Diante deste desejável arcabouço em prol da concorrência para acelerar o desenvolvimento do país, assim como Macri acaba de fazer na Argentina, cabe destacar uma importante alteração no Ministério da Fazenda (MF): a Seae será incorporada pela SPE.
É hora de desenhar um factível plano de voo para o país aproveitar quando os ventos voltarem a soprar
A boa notícia (ainda que a melhor fosse a não extinção da Seae) foi saber que a SPE advogará pela concorrência e atuará na agenda regulatória, tal como a Seae vinha fazendo com êxito. Legalmente, o MF - que tem assento em fóruns relevantes, como o relativo às medidas compensatórias no Mdic - faz parte do Sistema Brasileiro de Defesa da Concorrência, por meio da Seae (agora SPE) em conjunto com o Cade. Como as áreas micro e macro do MF estão se fundindo sob a secretaria dedicada à parte macro, foi deveras oportuno o secretário da SPE, Manoel Pires, anunciar que haverá um adjunto para cada um dos dois temas micros levados a cabo pela Seae (Valor, 01/04/16, p.A3).
Como no Brasil urge uma sólida agenda micro, seria um equívoco retirar aqueles temas do MF, que goza de prestigiada influência naqueles fóruns, em função da sua elevada capacidade técnica. A SPE, destarte, em muito pode contribuir para um debate substantivo e fértil na área micro, aproveitando o conhecimento adquirido pela Seae.
Seria conveniente, também, que a SPE e o Cade tivessem uma agenda formal conjunta, maximizando o uso do capital humano destas instituições, não só na elaboração de marcos regulatórios ao lado das agências reguladoras, mas também na criação de políticas em concorrência e na formalização da participação do Cade naqueles fóruns, dos quais o Ministério da Justiça (ao qual o Cade é vinculado) não participa.
Esse compartilhamento de esforços brindaria ao MF economia de tempo, fato indispensável face à sua nova agenda, que dobrou de tamanho e importância. Ao Cade, por sua vez, traria significativas sinergias ao seu trabalho, dado que mercados mal regulados geram condutas anticompetitivas, que abarrotam o Cade com processos que poderiam ter sido evitados se a regulação fosse efetiva. Para se ter uma ideia, no setor de saúde, de 1996 a 2015, foram julgados 155 casos concernentes à unimilitância, 81 sobre fixação de tabela de preço e 20 com respeito a cooperativas médicas. No setor de portos, por sua vez, condutas anticompetitivas ocorrem (como a da cobrança da tarifa THC2) possivelmente pelas regulações imperfeitas ou pela multiplicidade de "fazedores de regras, leis e políticas".

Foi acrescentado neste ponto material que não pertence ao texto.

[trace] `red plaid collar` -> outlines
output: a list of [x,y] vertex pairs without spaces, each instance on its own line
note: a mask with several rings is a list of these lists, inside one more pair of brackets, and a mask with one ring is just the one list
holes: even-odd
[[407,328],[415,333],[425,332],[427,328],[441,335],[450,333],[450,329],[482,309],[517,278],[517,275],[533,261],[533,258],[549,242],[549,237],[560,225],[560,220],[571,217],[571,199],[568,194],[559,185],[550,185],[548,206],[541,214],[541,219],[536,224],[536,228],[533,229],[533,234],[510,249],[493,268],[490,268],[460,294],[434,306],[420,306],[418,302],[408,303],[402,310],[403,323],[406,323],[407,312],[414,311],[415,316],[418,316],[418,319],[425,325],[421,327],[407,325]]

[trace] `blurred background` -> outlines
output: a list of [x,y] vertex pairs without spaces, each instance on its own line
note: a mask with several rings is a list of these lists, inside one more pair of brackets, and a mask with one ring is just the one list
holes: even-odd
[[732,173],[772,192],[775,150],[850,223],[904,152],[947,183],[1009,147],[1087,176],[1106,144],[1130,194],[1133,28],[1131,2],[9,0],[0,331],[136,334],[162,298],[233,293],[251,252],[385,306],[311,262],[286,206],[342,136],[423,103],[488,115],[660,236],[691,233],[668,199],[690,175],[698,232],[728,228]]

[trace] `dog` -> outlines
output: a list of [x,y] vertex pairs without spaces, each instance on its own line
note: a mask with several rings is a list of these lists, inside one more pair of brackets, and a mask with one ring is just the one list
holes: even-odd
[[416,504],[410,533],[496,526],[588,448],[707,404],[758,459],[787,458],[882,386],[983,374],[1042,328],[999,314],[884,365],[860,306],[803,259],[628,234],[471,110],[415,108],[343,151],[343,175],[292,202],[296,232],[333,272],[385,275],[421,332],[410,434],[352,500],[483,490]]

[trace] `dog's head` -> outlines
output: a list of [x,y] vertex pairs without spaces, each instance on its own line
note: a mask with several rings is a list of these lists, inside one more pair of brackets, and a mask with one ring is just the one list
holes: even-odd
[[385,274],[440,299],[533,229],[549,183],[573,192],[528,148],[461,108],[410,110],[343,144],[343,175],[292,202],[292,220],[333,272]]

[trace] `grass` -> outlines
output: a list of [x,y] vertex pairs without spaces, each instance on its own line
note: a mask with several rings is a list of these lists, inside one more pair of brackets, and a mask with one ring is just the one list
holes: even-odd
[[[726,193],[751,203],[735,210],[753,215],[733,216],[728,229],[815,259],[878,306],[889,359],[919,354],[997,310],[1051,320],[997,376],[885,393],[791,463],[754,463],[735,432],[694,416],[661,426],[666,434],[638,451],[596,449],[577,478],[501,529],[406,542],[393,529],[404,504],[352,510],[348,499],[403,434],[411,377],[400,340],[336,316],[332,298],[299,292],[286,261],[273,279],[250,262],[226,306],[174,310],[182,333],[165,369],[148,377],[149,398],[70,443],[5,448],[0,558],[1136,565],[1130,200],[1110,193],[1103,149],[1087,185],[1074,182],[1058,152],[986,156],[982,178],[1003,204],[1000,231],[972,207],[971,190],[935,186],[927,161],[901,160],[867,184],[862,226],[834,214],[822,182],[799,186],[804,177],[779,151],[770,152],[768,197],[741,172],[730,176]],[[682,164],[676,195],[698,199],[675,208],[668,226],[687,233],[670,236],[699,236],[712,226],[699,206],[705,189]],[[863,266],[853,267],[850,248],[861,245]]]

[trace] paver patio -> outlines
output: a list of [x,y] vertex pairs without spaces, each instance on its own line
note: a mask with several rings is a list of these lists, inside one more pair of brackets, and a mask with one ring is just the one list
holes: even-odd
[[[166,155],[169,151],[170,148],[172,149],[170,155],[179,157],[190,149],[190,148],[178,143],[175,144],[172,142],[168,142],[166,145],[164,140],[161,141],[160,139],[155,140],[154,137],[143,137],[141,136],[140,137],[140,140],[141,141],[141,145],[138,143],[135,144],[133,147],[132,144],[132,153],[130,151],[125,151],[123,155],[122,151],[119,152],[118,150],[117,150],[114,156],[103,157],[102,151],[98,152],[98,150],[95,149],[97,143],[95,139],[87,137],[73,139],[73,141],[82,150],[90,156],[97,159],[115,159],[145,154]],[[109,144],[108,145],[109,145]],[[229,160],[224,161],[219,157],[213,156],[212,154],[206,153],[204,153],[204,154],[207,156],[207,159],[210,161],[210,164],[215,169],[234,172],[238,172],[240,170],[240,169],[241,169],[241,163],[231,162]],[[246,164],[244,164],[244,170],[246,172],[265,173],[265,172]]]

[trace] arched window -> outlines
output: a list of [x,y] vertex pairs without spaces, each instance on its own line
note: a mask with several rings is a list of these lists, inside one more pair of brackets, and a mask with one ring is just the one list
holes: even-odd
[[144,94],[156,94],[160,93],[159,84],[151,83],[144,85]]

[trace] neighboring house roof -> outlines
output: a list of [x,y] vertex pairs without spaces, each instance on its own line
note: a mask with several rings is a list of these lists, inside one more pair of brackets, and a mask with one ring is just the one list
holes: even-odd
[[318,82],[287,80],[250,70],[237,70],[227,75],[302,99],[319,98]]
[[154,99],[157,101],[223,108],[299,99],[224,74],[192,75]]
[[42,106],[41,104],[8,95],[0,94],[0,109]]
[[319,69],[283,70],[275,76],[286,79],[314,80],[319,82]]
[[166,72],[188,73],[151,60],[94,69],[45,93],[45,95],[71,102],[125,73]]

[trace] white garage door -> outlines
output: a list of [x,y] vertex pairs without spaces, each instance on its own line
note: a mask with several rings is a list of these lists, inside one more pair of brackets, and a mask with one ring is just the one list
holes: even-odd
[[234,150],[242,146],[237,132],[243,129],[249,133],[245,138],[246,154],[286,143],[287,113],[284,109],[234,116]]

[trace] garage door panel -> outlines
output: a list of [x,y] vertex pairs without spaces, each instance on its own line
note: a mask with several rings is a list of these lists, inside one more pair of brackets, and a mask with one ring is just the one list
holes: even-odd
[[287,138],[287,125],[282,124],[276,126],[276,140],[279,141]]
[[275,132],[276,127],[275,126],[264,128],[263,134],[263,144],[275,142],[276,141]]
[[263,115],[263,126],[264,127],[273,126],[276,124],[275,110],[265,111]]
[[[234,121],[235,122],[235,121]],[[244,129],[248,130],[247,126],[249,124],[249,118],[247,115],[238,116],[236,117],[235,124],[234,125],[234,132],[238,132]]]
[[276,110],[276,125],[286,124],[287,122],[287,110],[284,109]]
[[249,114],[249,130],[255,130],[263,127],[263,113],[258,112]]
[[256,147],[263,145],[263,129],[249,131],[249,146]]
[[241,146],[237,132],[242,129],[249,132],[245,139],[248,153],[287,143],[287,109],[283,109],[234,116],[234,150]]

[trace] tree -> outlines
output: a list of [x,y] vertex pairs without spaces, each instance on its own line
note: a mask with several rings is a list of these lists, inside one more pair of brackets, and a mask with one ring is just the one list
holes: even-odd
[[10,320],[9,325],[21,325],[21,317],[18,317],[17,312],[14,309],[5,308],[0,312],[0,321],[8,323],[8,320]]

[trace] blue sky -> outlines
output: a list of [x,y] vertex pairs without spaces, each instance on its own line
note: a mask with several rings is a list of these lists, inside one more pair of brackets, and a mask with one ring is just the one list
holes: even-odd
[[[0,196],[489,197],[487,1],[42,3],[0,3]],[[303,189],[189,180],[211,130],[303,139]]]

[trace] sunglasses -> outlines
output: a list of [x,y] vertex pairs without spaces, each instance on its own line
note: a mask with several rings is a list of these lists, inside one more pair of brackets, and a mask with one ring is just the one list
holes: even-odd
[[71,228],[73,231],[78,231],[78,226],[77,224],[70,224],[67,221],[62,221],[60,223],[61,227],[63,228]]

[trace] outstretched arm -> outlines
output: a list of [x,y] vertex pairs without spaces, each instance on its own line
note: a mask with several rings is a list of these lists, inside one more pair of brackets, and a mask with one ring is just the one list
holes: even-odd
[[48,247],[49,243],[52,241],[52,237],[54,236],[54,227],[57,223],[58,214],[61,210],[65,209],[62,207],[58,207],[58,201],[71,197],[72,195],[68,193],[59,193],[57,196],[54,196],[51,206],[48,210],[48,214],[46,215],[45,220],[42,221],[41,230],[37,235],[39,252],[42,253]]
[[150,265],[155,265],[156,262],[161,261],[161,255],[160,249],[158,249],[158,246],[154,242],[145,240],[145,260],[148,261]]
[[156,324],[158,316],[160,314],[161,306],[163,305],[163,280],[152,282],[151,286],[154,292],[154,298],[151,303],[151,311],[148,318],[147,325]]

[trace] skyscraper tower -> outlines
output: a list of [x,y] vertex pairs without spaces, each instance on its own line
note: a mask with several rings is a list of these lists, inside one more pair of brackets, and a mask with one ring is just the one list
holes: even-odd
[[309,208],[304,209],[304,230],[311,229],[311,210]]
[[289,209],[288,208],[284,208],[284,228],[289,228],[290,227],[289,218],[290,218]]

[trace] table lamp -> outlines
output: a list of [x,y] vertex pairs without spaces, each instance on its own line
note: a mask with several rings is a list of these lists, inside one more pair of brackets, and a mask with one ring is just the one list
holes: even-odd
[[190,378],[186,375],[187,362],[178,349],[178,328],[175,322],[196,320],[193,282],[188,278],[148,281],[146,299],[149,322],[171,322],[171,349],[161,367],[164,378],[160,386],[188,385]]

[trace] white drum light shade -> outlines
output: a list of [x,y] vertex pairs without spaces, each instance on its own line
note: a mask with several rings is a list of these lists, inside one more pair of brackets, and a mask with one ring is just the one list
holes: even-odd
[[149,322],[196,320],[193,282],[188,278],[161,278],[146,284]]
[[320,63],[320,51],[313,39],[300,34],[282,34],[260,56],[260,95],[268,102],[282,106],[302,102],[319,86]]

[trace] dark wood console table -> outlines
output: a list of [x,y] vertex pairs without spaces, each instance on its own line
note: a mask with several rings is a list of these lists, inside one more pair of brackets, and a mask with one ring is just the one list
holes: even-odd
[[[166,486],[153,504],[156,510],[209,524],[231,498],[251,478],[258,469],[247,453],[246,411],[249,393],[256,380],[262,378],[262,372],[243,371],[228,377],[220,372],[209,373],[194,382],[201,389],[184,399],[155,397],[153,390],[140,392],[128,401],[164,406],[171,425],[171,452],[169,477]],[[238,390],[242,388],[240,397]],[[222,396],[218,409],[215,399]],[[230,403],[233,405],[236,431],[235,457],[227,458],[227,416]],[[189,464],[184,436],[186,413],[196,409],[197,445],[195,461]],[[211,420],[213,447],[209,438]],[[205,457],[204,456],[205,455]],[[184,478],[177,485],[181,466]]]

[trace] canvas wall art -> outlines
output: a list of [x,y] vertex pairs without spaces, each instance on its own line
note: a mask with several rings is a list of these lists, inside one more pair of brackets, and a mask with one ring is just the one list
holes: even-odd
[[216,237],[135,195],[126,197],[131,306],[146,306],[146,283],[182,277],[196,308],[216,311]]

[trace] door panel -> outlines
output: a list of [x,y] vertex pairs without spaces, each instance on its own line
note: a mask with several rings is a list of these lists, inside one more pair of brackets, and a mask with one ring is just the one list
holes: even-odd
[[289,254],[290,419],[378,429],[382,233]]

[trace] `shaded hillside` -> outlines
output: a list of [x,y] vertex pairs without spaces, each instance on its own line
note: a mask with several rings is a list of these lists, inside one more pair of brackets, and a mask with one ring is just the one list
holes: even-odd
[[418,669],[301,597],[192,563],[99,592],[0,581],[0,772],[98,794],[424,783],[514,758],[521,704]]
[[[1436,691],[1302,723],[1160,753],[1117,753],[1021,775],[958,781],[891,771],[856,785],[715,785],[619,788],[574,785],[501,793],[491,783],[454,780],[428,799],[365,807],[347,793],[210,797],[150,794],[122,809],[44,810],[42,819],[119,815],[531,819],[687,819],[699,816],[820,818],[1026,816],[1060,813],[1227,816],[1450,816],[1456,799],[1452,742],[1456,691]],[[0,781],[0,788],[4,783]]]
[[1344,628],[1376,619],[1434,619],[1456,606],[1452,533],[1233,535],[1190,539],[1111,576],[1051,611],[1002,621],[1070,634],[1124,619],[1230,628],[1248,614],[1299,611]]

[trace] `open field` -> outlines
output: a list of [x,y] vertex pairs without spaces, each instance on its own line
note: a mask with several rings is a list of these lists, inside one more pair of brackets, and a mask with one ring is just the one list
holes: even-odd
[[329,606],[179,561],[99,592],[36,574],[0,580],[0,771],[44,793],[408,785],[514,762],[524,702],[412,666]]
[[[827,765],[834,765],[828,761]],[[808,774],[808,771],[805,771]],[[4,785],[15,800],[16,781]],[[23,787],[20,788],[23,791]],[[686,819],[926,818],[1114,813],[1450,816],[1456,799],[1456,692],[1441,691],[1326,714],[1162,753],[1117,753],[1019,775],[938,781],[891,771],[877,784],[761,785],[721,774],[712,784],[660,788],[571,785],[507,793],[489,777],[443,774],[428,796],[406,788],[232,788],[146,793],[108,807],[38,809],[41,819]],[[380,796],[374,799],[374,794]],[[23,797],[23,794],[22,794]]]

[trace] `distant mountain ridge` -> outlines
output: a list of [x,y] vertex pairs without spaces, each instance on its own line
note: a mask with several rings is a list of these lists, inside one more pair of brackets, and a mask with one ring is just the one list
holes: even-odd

Indubitavelmente o Brasil se beneficiaria do trabalho coeso entre as suas instituições. De certo, para aumentar a produtividade do país e a eficiência da economia, nada como fortalecer, otimizar e dar lógica complementar às suas instituições. A soma do valor social se estes agentes atuassem em conjunto - coordenadamente e com atribuições bem definidas - seria maior do que o valor que cada uma agregaria individualmente. Há eficiências evidentes, em especial no tocante à relação entre Cade, agências reguladoras e SPE: a geração de economia de escopo traria ganhos de bem-estar social.
Segundo Lúcio A. Sêneca, "não há vento favorável para quem não sabe para onde quer ir". Por isso, mesmo com o Brasil em crise, é hora de identificar nossos valores sociais, traçar os objetivos principais a serem alcançados, desenhar um factível plano de voo e apontar as métricas para avaliar os resultados; para, assim, o país poder aproveitar o máximo quando os ventos voltarem a soprar.
Uma agenda micro, dentre outras coisas, deveria considerar como valores egrégios a concorrência (ou a economia de mercado) e o fortalecimento permanente das instituições, para que, desta forma, o Brasil possa socializar (com o povo!) os benefícios do capitalismo, como nos coloca Zingales em "A capitalism for the people."